Animating a Moving Sheen Effect
 
EIAS-List Abstract: If you want a big fat highlight band to move across the surface, or a square "softbox" highlight, you will prob'ly need to use an animated reflection map, much as you'd create one in AfterEffects.

On the other hand, you could also apply a still reflection map to your logo and use the moving sheen trick. For simplicity's sake, try it with a single still object first (and maybe print this before you do?)

Watch the Quictime movie (350Ko)

1. Apply a still reflection map of your choice to your logo, putting it in the 3rd texture slot, which defaults to spherical mapping (for ex. Draw 10 black/white diagonal lines across your image map in Phshp).
2. Create an effector (null object).
3. Link all objects in your scene to the effector (including camera, lights, and logo). If I remember right, for complex models it is a good idea to link your lights to the camera itself before linking to the effector(???).
4. Rotate the effector approx. 0.4 degrees by frame for the duration the sheen will be animated (ex: 60 frames animation = rotate effector 24 degrees around Y) for a smooth moving sheen.

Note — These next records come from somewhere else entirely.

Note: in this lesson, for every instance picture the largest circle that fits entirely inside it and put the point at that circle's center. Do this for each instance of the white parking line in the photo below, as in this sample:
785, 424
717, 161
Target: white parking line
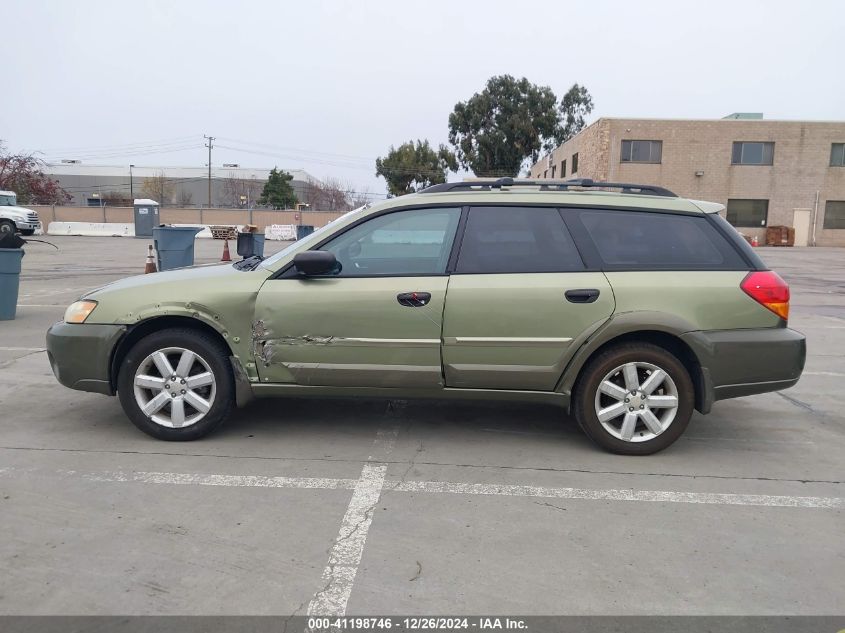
345, 555
618, 495
373, 478
245, 481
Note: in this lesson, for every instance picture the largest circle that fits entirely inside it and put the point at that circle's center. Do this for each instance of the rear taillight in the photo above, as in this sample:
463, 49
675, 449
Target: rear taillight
769, 290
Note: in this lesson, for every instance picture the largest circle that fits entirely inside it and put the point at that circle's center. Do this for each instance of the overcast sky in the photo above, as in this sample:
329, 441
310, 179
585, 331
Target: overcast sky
329, 86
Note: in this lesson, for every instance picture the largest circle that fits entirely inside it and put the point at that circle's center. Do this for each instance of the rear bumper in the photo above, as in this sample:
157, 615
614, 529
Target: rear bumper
738, 363
80, 355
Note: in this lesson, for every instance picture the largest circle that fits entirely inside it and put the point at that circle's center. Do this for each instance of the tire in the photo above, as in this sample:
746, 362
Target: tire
640, 423
176, 413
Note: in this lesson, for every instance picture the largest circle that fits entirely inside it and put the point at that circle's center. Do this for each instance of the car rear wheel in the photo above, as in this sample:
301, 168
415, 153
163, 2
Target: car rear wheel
176, 384
634, 399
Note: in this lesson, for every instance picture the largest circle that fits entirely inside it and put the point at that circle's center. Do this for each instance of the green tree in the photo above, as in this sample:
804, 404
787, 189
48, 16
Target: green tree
574, 108
278, 192
411, 167
497, 129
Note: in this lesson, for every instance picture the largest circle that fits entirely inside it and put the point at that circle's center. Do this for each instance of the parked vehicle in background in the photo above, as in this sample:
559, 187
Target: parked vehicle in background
624, 304
14, 218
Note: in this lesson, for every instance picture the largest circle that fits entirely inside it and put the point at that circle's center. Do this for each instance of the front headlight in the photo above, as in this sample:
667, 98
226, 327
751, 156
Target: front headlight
77, 312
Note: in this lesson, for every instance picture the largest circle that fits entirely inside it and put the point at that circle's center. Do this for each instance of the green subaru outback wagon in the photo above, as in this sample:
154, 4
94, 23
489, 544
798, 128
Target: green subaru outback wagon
625, 305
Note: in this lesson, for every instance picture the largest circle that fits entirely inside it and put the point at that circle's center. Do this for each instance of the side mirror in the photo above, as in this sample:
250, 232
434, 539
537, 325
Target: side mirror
315, 262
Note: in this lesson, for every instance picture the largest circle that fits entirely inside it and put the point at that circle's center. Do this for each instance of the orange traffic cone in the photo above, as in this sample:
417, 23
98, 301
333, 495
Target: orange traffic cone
150, 266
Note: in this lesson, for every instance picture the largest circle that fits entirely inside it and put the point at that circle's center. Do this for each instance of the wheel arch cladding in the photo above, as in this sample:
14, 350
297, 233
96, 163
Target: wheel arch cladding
666, 340
156, 324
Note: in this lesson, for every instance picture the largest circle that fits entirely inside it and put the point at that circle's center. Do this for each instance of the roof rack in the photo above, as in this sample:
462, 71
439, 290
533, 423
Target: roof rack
549, 185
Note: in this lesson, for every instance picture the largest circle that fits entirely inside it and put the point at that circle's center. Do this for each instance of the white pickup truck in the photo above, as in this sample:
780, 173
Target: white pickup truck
14, 218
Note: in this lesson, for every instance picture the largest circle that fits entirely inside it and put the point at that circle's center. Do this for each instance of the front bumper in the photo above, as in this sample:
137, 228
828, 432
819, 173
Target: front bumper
80, 354
738, 363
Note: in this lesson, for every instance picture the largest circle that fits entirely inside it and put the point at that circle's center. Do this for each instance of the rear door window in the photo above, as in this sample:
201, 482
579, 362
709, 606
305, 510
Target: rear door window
517, 240
640, 240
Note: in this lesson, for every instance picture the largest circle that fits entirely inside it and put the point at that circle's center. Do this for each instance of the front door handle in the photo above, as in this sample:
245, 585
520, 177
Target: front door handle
413, 299
582, 295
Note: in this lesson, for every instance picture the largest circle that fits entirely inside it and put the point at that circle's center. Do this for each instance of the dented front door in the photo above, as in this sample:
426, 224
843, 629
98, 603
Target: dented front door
377, 321
350, 332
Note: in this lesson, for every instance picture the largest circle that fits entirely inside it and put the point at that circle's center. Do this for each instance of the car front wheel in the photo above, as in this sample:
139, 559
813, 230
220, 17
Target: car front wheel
634, 399
176, 384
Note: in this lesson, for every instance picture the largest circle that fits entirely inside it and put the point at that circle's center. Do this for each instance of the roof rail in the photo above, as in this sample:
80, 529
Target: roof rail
545, 184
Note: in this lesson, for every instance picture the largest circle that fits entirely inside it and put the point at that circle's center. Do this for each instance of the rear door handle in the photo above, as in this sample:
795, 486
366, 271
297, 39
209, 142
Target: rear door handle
413, 299
582, 295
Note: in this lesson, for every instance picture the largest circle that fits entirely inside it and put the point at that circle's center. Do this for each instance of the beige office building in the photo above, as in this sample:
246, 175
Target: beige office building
767, 173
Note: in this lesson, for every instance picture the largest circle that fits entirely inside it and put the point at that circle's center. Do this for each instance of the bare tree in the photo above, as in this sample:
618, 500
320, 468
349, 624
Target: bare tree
23, 174
159, 187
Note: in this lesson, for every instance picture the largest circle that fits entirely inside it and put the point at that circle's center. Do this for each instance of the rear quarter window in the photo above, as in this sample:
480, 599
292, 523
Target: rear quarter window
642, 240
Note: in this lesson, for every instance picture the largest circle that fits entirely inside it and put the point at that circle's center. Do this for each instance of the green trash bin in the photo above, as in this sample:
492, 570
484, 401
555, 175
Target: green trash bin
10, 275
175, 246
250, 244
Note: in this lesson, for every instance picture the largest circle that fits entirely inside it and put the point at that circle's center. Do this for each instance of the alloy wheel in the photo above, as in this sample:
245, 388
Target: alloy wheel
174, 387
636, 402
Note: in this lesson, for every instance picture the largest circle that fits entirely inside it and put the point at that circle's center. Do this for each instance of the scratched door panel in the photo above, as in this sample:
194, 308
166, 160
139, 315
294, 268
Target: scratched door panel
350, 332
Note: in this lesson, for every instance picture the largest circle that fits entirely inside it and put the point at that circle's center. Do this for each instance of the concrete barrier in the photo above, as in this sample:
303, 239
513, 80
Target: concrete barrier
91, 229
112, 229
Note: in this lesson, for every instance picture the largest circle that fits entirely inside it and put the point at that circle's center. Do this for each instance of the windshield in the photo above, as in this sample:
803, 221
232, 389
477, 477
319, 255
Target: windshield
307, 241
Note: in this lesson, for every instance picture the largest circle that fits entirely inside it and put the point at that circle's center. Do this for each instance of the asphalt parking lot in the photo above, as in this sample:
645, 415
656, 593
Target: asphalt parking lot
412, 507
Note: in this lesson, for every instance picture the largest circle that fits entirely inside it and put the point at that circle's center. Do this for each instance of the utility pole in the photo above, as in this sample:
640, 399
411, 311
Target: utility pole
209, 145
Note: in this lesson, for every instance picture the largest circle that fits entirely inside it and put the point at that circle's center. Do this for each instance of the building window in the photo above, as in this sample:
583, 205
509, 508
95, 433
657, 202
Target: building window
837, 155
642, 151
834, 214
748, 212
752, 153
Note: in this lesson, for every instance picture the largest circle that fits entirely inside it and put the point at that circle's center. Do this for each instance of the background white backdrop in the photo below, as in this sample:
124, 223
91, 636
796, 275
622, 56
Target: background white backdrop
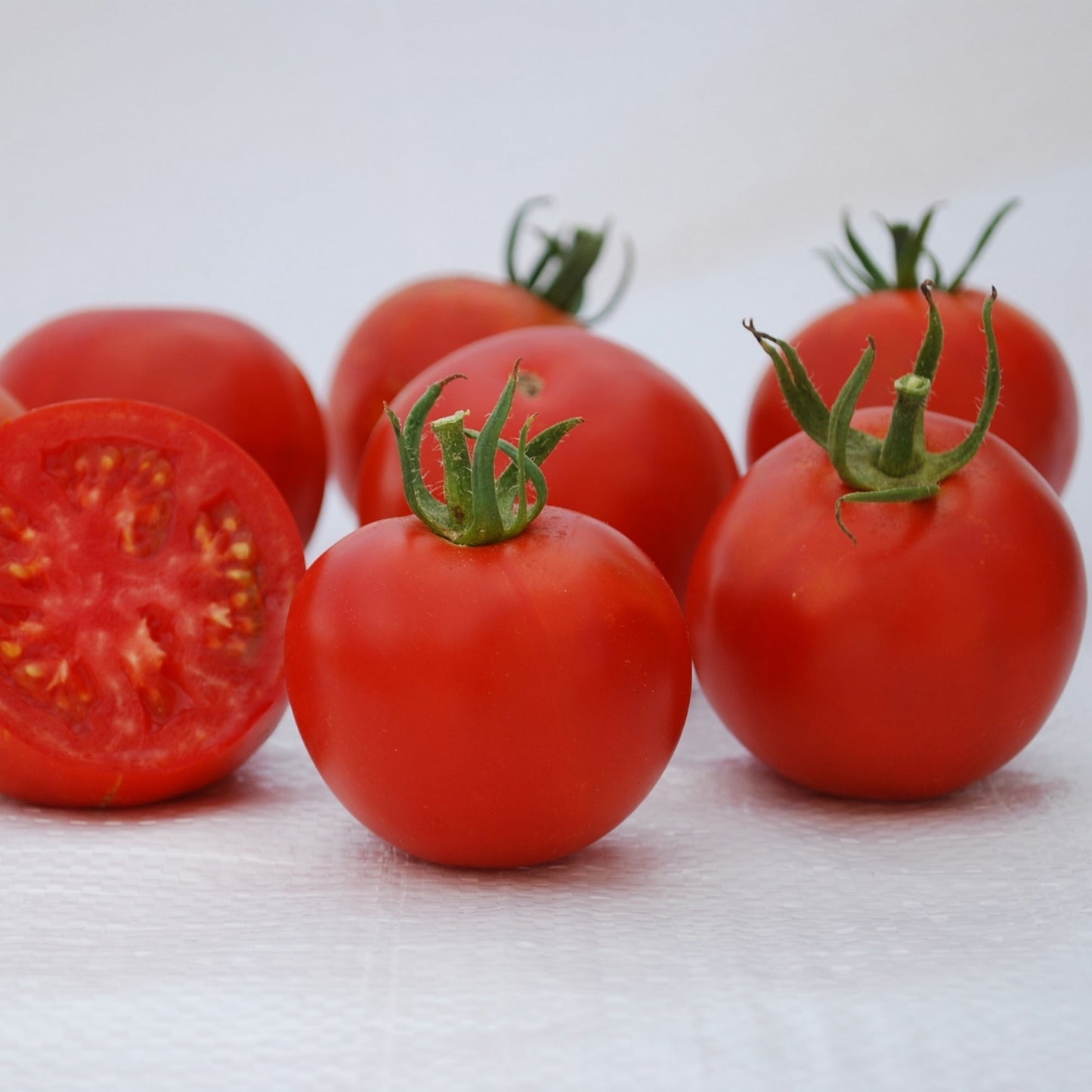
289, 163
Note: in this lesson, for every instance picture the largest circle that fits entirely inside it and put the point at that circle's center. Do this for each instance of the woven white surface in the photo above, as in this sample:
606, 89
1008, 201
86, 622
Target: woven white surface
291, 163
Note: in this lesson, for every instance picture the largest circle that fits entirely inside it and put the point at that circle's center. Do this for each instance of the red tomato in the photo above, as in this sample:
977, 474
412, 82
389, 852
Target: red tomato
208, 365
488, 706
650, 460
403, 336
147, 571
1038, 413
910, 664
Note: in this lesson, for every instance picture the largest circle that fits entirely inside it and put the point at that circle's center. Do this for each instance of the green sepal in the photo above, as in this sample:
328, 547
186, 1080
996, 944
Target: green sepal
567, 258
897, 468
478, 508
862, 274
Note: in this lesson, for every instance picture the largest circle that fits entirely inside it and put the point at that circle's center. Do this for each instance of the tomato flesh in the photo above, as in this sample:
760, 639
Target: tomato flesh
145, 571
488, 706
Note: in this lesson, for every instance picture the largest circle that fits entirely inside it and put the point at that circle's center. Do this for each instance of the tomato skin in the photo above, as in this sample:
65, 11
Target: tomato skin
488, 706
405, 333
649, 460
10, 407
1038, 413
137, 623
907, 667
212, 366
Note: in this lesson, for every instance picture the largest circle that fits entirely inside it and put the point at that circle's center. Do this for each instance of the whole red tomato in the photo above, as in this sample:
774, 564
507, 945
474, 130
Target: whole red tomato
211, 366
1038, 414
424, 321
908, 657
147, 565
650, 461
488, 706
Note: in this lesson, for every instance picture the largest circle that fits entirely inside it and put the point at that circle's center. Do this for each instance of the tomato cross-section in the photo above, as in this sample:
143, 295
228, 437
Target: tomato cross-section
147, 565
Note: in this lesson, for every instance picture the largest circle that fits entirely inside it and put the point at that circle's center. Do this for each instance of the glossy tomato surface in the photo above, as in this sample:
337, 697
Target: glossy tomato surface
147, 565
649, 459
405, 333
488, 706
1038, 413
214, 367
910, 664
10, 407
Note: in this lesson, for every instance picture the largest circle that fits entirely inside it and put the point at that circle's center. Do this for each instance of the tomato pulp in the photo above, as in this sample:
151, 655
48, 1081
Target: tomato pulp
147, 565
903, 667
488, 706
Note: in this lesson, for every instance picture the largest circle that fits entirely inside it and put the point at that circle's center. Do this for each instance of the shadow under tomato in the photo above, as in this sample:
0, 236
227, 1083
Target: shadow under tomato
745, 783
242, 789
616, 861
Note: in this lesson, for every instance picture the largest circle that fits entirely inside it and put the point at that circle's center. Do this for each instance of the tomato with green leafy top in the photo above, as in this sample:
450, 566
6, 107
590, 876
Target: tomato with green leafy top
422, 322
1038, 412
485, 682
651, 461
878, 617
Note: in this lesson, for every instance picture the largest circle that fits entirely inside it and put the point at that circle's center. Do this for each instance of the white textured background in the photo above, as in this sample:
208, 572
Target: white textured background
289, 163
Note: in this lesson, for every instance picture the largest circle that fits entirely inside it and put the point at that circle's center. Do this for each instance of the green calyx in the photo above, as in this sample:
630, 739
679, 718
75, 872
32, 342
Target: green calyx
862, 274
478, 508
897, 468
564, 263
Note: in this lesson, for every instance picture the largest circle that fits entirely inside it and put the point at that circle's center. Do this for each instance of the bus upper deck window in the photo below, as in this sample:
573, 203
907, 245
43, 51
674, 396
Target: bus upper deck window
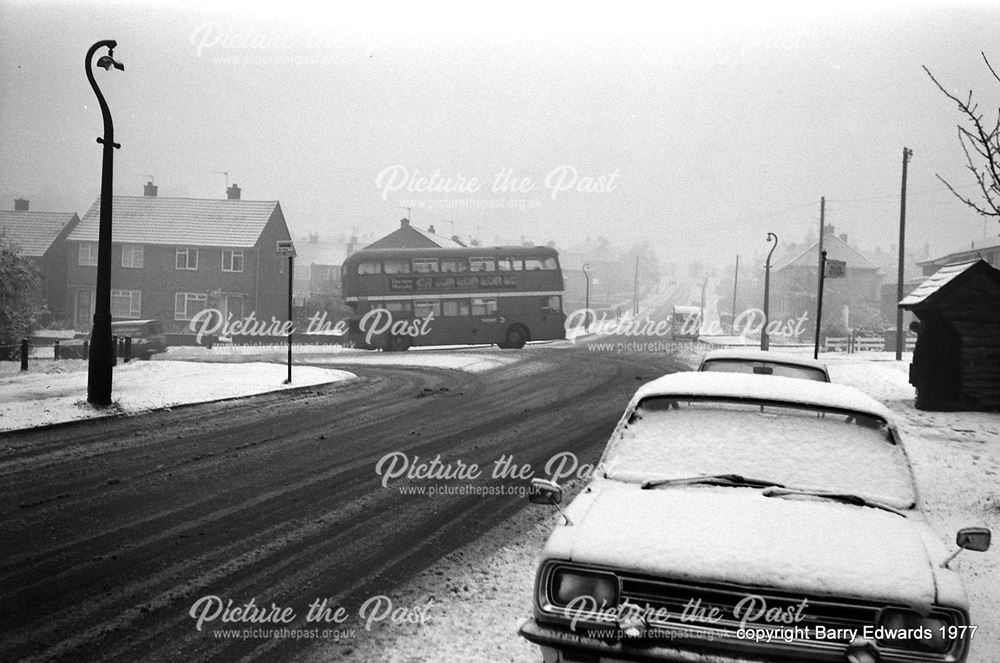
396, 266
425, 265
482, 265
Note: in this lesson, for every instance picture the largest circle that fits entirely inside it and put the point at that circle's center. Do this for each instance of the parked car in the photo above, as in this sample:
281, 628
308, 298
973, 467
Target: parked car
749, 518
765, 362
147, 339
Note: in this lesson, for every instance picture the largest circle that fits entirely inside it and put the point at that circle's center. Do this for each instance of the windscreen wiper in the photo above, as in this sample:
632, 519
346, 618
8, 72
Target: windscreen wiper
846, 498
713, 480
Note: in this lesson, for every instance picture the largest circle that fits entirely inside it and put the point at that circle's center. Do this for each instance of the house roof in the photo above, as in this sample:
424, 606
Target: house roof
836, 249
945, 280
34, 232
963, 255
192, 221
408, 236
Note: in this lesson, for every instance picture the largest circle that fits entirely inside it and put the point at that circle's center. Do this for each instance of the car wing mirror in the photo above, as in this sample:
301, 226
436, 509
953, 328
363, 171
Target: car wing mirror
545, 491
970, 538
974, 538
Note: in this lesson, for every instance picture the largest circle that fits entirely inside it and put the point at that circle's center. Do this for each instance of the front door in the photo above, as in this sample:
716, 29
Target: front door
85, 304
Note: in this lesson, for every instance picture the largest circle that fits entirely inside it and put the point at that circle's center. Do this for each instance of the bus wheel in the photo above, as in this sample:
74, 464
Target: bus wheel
516, 337
398, 343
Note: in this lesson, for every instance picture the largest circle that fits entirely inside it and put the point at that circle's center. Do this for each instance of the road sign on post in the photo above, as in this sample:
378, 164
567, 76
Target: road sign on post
835, 269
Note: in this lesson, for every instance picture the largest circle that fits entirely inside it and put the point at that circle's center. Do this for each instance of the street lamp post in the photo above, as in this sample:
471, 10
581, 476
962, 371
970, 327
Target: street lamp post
765, 342
101, 347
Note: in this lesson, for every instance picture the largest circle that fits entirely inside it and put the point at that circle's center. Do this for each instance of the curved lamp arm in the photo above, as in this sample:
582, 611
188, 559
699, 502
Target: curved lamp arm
771, 237
107, 62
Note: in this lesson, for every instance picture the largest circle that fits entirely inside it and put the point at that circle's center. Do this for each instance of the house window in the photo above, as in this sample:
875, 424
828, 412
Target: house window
126, 304
188, 304
88, 254
232, 260
187, 258
132, 255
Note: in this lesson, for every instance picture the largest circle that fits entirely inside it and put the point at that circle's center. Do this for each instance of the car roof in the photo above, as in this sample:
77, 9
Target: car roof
739, 386
764, 355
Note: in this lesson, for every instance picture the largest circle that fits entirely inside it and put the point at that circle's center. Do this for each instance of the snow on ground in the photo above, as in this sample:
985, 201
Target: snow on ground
56, 391
436, 357
482, 591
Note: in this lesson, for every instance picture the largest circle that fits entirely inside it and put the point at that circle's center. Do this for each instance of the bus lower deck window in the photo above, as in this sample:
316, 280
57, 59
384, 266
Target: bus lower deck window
396, 266
484, 306
455, 307
424, 308
482, 265
425, 265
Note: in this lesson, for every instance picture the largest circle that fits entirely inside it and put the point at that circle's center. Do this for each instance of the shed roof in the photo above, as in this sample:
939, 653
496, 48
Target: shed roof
945, 281
34, 232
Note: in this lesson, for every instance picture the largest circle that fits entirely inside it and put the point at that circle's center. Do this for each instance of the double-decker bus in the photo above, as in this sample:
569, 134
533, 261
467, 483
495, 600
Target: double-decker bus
453, 296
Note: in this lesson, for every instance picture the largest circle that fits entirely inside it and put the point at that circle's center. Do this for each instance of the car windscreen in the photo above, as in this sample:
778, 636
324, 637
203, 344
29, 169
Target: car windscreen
798, 447
764, 368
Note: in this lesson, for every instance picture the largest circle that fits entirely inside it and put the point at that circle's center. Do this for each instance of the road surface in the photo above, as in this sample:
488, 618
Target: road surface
113, 529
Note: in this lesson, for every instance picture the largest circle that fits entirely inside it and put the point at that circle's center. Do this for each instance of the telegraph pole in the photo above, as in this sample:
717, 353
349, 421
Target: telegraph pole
819, 277
736, 280
900, 336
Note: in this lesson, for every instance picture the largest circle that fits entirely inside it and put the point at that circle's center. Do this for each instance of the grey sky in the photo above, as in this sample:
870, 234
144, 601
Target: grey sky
715, 126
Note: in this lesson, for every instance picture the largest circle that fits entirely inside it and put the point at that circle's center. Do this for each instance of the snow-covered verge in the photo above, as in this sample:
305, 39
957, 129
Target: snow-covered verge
482, 591
56, 391
438, 357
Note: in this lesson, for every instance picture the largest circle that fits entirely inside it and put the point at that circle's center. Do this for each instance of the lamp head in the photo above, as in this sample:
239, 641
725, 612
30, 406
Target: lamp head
108, 61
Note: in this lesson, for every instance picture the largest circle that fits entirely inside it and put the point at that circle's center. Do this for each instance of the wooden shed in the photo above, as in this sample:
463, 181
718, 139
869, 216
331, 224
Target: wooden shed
956, 361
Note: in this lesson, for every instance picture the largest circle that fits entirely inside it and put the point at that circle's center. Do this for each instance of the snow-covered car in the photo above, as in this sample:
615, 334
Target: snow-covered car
749, 518
147, 339
764, 362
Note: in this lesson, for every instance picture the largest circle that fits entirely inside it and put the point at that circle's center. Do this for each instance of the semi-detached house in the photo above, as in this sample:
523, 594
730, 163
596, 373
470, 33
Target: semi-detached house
174, 257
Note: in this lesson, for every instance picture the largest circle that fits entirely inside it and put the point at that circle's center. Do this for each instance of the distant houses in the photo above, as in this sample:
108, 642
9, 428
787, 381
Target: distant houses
849, 302
174, 257
41, 237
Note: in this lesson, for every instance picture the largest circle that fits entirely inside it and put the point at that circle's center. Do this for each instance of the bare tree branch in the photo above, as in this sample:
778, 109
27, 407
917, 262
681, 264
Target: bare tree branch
981, 147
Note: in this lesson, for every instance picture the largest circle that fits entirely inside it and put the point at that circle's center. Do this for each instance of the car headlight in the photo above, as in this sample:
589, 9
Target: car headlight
902, 629
569, 585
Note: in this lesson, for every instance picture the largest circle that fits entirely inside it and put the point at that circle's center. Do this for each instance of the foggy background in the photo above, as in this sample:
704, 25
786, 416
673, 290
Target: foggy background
716, 125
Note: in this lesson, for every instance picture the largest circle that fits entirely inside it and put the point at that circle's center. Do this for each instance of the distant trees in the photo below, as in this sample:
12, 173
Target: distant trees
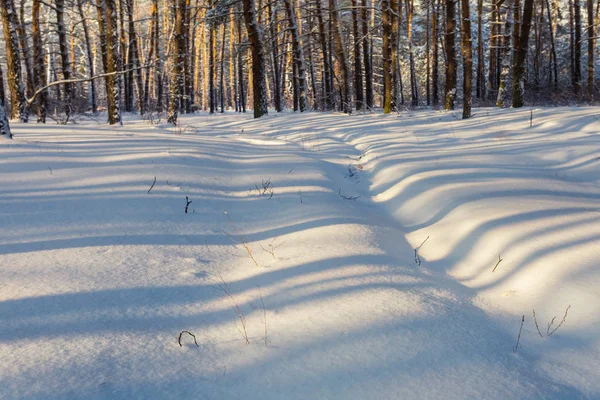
62, 57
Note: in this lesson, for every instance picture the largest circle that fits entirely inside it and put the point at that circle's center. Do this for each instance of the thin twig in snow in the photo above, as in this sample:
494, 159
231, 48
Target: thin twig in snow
498, 263
153, 183
189, 333
536, 324
561, 322
417, 257
519, 336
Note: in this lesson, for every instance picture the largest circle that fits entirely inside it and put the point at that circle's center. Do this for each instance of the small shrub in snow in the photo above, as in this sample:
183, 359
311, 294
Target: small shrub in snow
417, 257
189, 333
264, 190
549, 330
226, 289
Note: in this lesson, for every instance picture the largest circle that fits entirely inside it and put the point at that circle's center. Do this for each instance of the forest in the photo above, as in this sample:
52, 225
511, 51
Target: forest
299, 199
65, 57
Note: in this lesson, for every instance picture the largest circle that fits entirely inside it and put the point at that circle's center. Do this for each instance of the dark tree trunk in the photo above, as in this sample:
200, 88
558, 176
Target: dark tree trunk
358, 88
259, 90
177, 69
521, 54
18, 102
39, 66
367, 61
467, 50
450, 54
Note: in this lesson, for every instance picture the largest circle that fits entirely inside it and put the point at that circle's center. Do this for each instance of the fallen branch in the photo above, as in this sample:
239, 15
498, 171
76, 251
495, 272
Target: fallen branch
519, 336
189, 333
536, 324
153, 183
498, 263
79, 80
353, 198
225, 288
417, 257
187, 204
559, 325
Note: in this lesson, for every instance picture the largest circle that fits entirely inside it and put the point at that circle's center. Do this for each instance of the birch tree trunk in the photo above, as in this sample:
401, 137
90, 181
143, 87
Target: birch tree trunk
341, 55
502, 98
467, 50
386, 19
39, 66
177, 69
358, 87
298, 54
367, 60
518, 86
450, 54
64, 56
259, 89
107, 24
4, 125
591, 48
435, 100
18, 102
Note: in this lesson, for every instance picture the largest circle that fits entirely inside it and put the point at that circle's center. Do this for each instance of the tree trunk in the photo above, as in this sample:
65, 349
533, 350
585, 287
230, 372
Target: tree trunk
521, 46
177, 69
328, 98
358, 88
577, 44
39, 66
342, 57
591, 48
450, 54
276, 74
259, 90
386, 18
434, 43
25, 49
18, 102
298, 54
134, 56
553, 59
4, 125
502, 98
480, 86
414, 90
495, 32
367, 61
467, 50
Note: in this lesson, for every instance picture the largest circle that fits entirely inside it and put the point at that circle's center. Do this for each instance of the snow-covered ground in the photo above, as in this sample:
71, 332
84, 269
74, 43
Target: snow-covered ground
310, 222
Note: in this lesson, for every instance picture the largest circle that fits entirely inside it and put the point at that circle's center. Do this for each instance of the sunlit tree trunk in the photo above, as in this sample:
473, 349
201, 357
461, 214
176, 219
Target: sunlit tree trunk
259, 90
467, 50
451, 77
18, 102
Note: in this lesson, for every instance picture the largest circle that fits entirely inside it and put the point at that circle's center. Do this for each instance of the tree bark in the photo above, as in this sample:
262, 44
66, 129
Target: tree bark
521, 46
39, 66
591, 48
259, 90
358, 87
18, 103
177, 68
367, 61
467, 50
298, 54
386, 18
341, 55
450, 44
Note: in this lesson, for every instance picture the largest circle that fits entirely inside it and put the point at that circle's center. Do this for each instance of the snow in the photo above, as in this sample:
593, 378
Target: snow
98, 277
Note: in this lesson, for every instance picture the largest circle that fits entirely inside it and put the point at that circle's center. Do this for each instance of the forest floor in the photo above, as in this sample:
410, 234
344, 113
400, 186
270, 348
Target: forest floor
363, 257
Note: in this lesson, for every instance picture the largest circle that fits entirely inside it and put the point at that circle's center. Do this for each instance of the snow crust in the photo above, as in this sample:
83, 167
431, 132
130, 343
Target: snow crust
98, 276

If all is linked correctly, your scene will appear the same as it did before you linked it to the rotating effector, even though everything is actually rotating, but the rendered animation will show a diagonal sheen moving slowly across your reflective object.
Although this is all simpler and faster to test with absolutely still objects (camera, lights, and logo) it can also be done quite easily after each of these objects has been animated on its own.
Clear as mud?

Marie-Helene

Once more, just in case: What this accomplishes is that your whole scene is rotated around the world just as your whole setup would be if you'd put the camera, lights, and reflective object on a rotating platform. Focus your camera on the reflective object, then spin the platform inside a zebra-painted room: the zebra reflection will appear to move on the reflective object's surface, while the camera itself looks absolutely still. Cool thing about computer graphics is that the zebra room is invisible to the camera, save for its reflection in the mapped object.

Must be related in at least one small way to these movie sequences where we see 2 dancers performing at normal speed while other dancers just blur/spin past them (the camera on a spinning platform/effector of some sort, I guess).